Authored by Dr. Donald Asci in Issue #35.4 of The Sower

When Pope Francis called for a synod to address the pressing issues of marriage and family life, many responded by speculating that the moment had finally arrived for the Catholic Church to change its official doctrines on sex and marriage. Voices from within the Church and from without took to the internet to foster anticipation for this change, evoking memories of the buildup to Pope Paul VI’s Humanae Vitae in 1968, with some suggesting that the synod offers the Church the chance to “get it right this time.”

Of course, the call for a change to the official Catholic doctrines on sex and marriage is nothing new. It has been a recurring murmur within the Church, especially among so-called revisionist Catholic theologians, for the past fifty years. A central component of the revisionist position has been the apparent disconnect between the doctrines and the real lives of contemporary men and women. Under the notion of historicity, the revisionist position further contends that the official teachings of the Church have become outdated and out of place in the modern world, failing to meet the real needs of men and women in the modern sexual sphere. The proposed doctrinal changes, so the claim goes, would bring harmony between doctrine and reality, with the teachings on sex and marriage finally conforming to the living of sex and marriage, thus allowing the teachings to speak to the needs of real men and women.
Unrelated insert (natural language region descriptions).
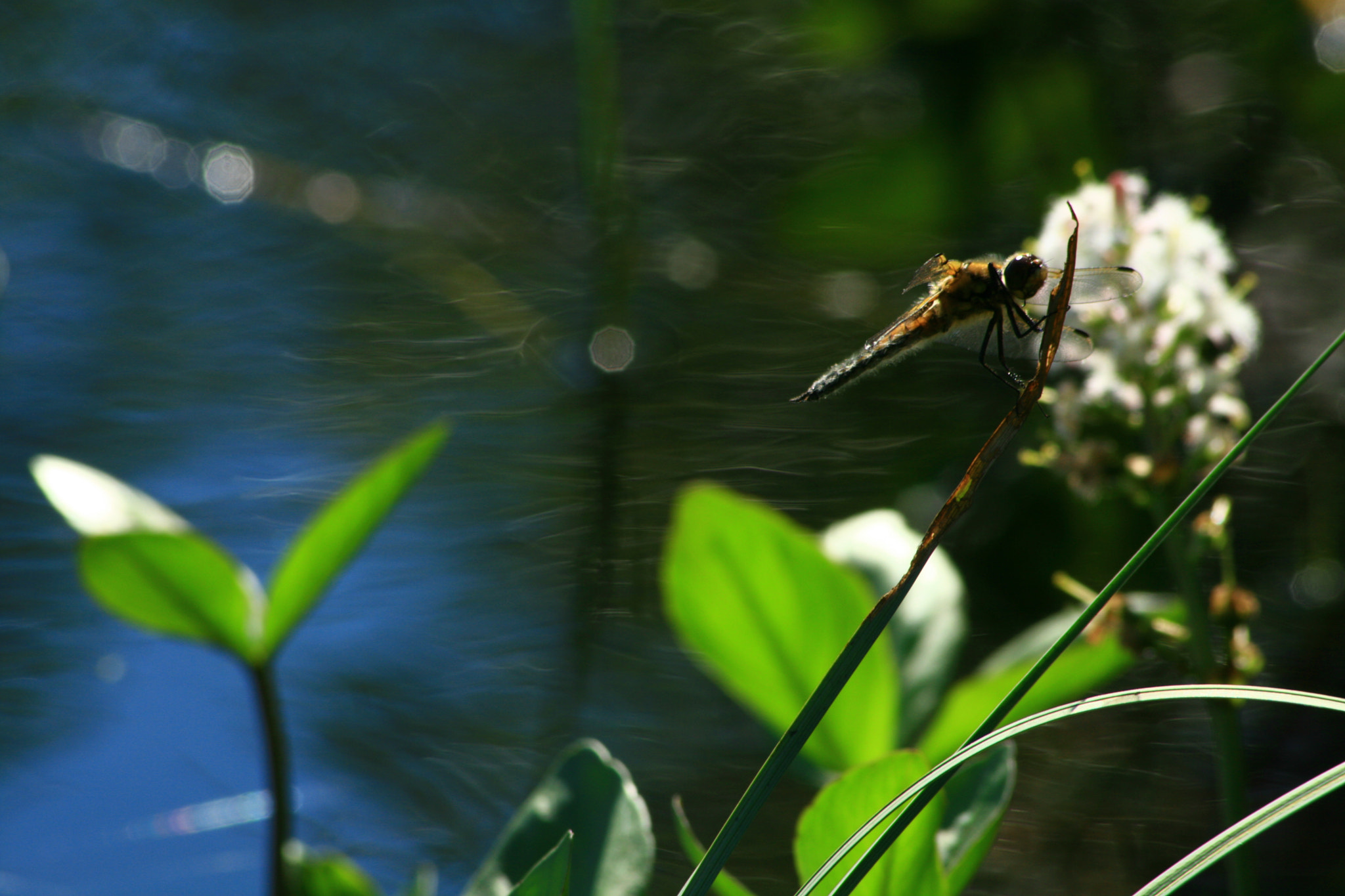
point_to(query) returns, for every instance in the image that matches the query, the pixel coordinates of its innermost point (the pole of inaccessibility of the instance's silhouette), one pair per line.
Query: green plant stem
(1223, 716)
(791, 742)
(1074, 711)
(277, 773)
(889, 836)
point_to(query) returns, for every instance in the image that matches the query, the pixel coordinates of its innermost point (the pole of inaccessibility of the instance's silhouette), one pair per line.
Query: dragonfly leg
(1016, 314)
(997, 327)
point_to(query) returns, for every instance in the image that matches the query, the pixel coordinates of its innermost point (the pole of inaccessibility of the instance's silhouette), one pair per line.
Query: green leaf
(592, 794)
(552, 875)
(978, 797)
(725, 884)
(911, 867)
(1082, 668)
(326, 874)
(426, 883)
(757, 603)
(95, 503)
(179, 585)
(930, 625)
(332, 536)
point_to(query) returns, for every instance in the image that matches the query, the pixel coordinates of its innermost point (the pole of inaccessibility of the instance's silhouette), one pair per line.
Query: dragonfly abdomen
(865, 359)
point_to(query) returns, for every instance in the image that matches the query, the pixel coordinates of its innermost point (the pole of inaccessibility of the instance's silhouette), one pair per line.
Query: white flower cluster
(1166, 358)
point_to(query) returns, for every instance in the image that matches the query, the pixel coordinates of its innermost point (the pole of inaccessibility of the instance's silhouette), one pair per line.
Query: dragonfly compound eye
(1025, 274)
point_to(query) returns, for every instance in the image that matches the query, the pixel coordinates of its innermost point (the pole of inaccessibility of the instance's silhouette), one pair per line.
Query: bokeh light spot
(332, 196)
(612, 350)
(228, 172)
(848, 293)
(692, 264)
(132, 144)
(1329, 45)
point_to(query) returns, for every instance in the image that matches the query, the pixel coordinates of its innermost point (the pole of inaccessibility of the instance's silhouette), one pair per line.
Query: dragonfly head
(1024, 276)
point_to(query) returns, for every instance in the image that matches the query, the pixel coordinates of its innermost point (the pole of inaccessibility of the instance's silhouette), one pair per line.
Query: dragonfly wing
(931, 270)
(1093, 285)
(1075, 344)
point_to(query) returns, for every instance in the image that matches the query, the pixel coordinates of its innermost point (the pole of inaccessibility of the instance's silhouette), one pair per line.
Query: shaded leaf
(759, 606)
(332, 536)
(911, 867)
(552, 875)
(592, 794)
(179, 585)
(327, 874)
(930, 625)
(978, 797)
(725, 884)
(1082, 668)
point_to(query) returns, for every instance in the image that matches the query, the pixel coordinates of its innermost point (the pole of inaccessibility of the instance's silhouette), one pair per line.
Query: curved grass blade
(332, 536)
(948, 766)
(1093, 610)
(1235, 836)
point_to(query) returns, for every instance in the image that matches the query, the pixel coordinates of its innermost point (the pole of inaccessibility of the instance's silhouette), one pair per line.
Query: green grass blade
(332, 536)
(1039, 670)
(725, 884)
(912, 868)
(1235, 836)
(948, 766)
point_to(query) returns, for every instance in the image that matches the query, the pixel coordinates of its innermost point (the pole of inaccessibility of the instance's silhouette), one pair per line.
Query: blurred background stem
(611, 264)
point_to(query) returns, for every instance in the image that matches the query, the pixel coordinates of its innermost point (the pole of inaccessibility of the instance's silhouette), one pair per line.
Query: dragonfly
(969, 304)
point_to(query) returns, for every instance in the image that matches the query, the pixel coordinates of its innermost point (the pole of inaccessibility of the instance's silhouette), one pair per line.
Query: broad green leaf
(725, 884)
(179, 585)
(592, 794)
(327, 874)
(911, 867)
(1082, 668)
(978, 797)
(930, 625)
(95, 503)
(332, 536)
(757, 603)
(552, 875)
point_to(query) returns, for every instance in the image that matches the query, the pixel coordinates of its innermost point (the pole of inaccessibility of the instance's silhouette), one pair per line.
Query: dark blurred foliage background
(252, 245)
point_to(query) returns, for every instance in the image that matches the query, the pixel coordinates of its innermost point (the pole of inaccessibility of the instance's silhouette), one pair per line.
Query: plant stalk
(277, 773)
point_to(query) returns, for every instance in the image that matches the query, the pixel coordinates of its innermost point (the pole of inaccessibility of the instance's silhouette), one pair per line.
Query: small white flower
(1165, 359)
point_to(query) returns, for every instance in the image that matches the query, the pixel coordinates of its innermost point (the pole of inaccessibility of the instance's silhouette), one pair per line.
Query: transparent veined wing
(931, 270)
(1093, 285)
(1075, 344)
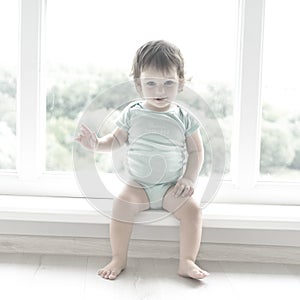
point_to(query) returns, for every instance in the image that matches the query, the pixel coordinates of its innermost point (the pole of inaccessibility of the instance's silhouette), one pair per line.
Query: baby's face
(159, 89)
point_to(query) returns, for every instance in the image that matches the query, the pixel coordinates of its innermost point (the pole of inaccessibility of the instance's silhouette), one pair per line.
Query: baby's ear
(138, 85)
(181, 85)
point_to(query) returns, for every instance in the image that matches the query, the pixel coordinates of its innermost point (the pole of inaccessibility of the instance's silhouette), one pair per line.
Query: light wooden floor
(30, 276)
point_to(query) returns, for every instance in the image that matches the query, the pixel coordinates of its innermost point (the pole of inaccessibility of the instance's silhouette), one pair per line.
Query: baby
(165, 155)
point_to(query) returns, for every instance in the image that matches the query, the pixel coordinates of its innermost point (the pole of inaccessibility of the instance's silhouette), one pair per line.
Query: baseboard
(143, 248)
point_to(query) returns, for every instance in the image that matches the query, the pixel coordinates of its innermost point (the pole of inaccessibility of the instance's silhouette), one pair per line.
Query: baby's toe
(112, 275)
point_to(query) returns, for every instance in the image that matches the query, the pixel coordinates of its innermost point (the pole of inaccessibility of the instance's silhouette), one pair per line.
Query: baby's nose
(160, 88)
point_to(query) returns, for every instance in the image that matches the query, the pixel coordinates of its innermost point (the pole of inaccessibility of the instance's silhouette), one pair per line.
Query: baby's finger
(179, 190)
(186, 191)
(77, 139)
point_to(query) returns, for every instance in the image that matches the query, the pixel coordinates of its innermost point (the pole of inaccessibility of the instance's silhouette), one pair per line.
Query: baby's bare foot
(112, 270)
(188, 268)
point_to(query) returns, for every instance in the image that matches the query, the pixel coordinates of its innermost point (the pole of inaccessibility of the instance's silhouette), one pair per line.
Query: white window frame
(245, 187)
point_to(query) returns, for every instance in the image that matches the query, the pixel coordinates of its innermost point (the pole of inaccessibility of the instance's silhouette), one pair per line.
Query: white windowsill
(235, 223)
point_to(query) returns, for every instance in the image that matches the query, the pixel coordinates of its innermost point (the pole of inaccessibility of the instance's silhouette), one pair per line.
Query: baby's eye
(170, 83)
(151, 83)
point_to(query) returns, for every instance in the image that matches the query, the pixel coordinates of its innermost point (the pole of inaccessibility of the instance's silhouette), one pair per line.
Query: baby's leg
(188, 212)
(131, 201)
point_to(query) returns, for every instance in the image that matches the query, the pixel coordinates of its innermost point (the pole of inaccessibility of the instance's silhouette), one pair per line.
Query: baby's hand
(184, 188)
(87, 138)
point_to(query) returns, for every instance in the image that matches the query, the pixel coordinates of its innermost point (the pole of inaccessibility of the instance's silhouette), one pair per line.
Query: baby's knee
(193, 211)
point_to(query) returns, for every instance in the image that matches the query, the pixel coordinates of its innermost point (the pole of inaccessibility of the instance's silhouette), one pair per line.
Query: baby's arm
(109, 142)
(185, 186)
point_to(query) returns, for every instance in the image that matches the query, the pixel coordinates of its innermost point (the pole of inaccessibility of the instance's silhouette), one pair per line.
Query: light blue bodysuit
(156, 155)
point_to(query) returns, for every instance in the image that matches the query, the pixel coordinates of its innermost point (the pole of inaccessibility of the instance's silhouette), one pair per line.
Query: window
(280, 134)
(71, 52)
(86, 57)
(9, 24)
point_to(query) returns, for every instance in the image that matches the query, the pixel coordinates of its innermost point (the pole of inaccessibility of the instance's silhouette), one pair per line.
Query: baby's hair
(160, 55)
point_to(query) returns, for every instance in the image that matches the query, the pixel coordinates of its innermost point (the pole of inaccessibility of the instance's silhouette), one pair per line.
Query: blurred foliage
(71, 90)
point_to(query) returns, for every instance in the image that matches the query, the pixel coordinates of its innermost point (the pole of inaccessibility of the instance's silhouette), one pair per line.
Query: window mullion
(247, 109)
(28, 99)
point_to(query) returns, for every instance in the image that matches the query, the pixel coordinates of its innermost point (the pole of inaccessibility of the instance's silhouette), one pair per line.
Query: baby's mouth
(160, 98)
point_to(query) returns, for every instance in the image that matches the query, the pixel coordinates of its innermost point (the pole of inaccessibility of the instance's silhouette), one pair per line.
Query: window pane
(9, 22)
(94, 48)
(280, 141)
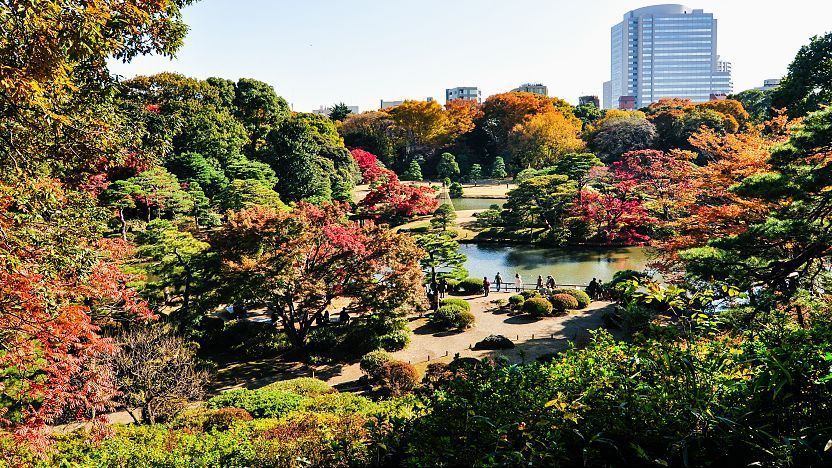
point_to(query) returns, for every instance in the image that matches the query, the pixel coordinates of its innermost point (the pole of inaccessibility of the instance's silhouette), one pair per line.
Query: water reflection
(568, 266)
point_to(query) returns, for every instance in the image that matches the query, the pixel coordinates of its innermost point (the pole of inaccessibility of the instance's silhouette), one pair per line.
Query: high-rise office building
(582, 100)
(534, 88)
(665, 51)
(467, 93)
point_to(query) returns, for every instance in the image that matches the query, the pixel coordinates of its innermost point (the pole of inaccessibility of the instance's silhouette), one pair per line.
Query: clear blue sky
(318, 52)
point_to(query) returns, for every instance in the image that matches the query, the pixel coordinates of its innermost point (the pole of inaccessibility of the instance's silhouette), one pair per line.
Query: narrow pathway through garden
(532, 337)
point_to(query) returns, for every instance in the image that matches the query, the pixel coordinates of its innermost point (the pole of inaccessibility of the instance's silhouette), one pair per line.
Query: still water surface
(568, 266)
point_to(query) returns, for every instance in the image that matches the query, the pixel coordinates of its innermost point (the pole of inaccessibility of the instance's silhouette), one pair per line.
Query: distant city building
(607, 95)
(589, 100)
(326, 110)
(627, 102)
(665, 51)
(535, 88)
(390, 104)
(467, 93)
(771, 83)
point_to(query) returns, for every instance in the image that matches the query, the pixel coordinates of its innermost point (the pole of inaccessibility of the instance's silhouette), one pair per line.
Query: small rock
(494, 342)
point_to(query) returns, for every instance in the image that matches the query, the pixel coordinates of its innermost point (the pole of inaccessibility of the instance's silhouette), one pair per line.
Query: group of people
(518, 283)
(436, 290)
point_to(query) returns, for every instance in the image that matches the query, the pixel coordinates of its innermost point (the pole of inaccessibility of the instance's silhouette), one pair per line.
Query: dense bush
(372, 363)
(456, 301)
(530, 294)
(737, 411)
(563, 302)
(537, 307)
(516, 301)
(399, 377)
(452, 317)
(395, 340)
(470, 286)
(583, 298)
(306, 386)
(260, 403)
(223, 418)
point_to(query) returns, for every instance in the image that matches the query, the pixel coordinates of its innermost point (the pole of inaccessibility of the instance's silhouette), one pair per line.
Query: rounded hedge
(537, 307)
(222, 419)
(452, 316)
(530, 294)
(470, 285)
(583, 298)
(373, 362)
(516, 300)
(396, 340)
(456, 301)
(399, 377)
(563, 302)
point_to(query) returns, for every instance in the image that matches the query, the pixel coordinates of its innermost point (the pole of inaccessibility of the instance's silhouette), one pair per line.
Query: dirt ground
(483, 189)
(532, 338)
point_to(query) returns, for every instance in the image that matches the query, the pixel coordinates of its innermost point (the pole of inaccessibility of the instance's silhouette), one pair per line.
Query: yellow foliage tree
(543, 139)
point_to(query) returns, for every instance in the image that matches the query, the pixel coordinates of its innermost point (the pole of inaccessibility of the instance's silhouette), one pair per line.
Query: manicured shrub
(470, 285)
(516, 301)
(399, 377)
(306, 386)
(583, 298)
(373, 362)
(223, 418)
(537, 307)
(563, 302)
(456, 301)
(452, 316)
(395, 340)
(338, 403)
(260, 403)
(529, 294)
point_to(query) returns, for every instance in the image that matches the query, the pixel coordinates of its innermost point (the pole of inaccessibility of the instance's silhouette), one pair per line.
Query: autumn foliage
(389, 199)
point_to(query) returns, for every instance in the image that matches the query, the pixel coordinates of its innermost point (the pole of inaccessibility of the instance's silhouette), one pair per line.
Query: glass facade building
(665, 51)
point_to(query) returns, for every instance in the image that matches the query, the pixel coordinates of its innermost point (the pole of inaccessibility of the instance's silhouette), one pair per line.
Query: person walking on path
(592, 289)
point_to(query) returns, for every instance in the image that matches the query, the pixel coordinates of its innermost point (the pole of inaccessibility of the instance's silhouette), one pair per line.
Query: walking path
(532, 337)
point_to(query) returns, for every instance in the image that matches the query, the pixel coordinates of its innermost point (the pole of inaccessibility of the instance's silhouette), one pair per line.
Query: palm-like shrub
(563, 302)
(537, 307)
(516, 301)
(470, 285)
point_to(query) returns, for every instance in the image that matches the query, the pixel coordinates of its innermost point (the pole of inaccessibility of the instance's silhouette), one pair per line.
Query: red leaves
(371, 169)
(391, 198)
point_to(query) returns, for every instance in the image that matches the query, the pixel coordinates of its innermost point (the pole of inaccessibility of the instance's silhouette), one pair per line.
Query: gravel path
(532, 338)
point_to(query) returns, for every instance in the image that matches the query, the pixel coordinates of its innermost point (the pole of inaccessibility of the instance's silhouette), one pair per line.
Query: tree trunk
(123, 223)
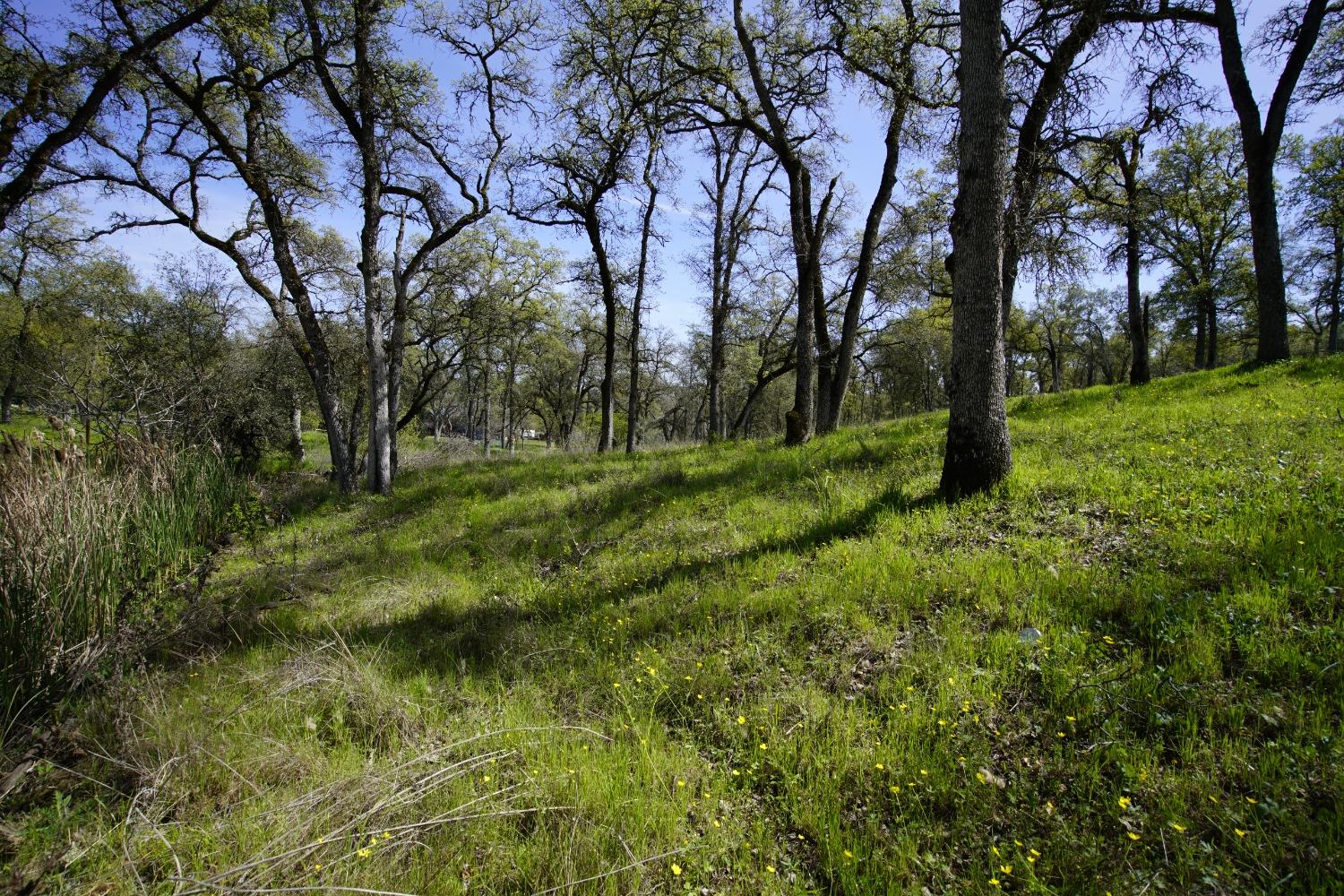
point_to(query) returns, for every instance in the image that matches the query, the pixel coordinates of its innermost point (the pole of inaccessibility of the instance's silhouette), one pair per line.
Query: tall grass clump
(88, 544)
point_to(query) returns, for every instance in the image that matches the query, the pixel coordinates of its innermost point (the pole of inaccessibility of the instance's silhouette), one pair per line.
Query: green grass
(24, 425)
(753, 669)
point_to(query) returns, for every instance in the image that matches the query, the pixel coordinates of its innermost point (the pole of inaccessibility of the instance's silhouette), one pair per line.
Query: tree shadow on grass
(478, 637)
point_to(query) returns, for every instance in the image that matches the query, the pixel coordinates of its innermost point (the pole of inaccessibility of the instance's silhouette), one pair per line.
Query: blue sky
(676, 298)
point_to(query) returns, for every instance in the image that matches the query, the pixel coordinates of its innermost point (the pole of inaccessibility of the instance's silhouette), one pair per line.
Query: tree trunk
(1201, 336)
(632, 408)
(1271, 298)
(11, 389)
(843, 365)
(371, 190)
(397, 346)
(607, 437)
(296, 432)
(351, 447)
(1211, 311)
(1260, 145)
(486, 403)
(1332, 343)
(978, 452)
(1139, 371)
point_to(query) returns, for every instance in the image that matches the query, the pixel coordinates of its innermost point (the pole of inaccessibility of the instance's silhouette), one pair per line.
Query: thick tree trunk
(1260, 145)
(1271, 297)
(1139, 370)
(349, 450)
(1201, 336)
(797, 427)
(486, 405)
(978, 452)
(296, 432)
(397, 347)
(718, 289)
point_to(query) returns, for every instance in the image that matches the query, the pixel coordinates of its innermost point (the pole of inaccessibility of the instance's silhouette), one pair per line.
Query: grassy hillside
(747, 669)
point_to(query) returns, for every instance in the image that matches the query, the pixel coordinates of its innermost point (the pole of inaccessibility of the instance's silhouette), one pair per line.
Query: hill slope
(749, 669)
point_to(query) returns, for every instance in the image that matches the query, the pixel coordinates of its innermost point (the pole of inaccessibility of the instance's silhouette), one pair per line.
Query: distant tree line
(1021, 142)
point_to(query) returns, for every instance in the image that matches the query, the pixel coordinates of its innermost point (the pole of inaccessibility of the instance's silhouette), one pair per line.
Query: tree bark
(632, 408)
(1332, 343)
(978, 452)
(1261, 144)
(1139, 368)
(296, 430)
While this mentality of change is nothing new, the anticipation of change has gained new energy as Pope Francis has been fashioned by the media as some sort of new pope for a new Church, who will—perhaps—teach new doctrines. As misguided as this sort of thinking may be, the question of doctrinal change has been serious enough to lead members of the hierarchy and even the pre-synod documents to clarify that no doctrinal change should be expected from the synod. Instead, the synod has been presented officially as an opportunity to continue and renew the work of the recent Magisterium, especially Pope Saint John Paul II, in proclaiming God’s plan for man and woman and marriage. As a result, the synod fathers have explicitly set before themselves the task of finding a “credible manner” of “proclaiming and living the Gospel of the Family” in response to the social and spiritual crisis “so evident in today’s world.”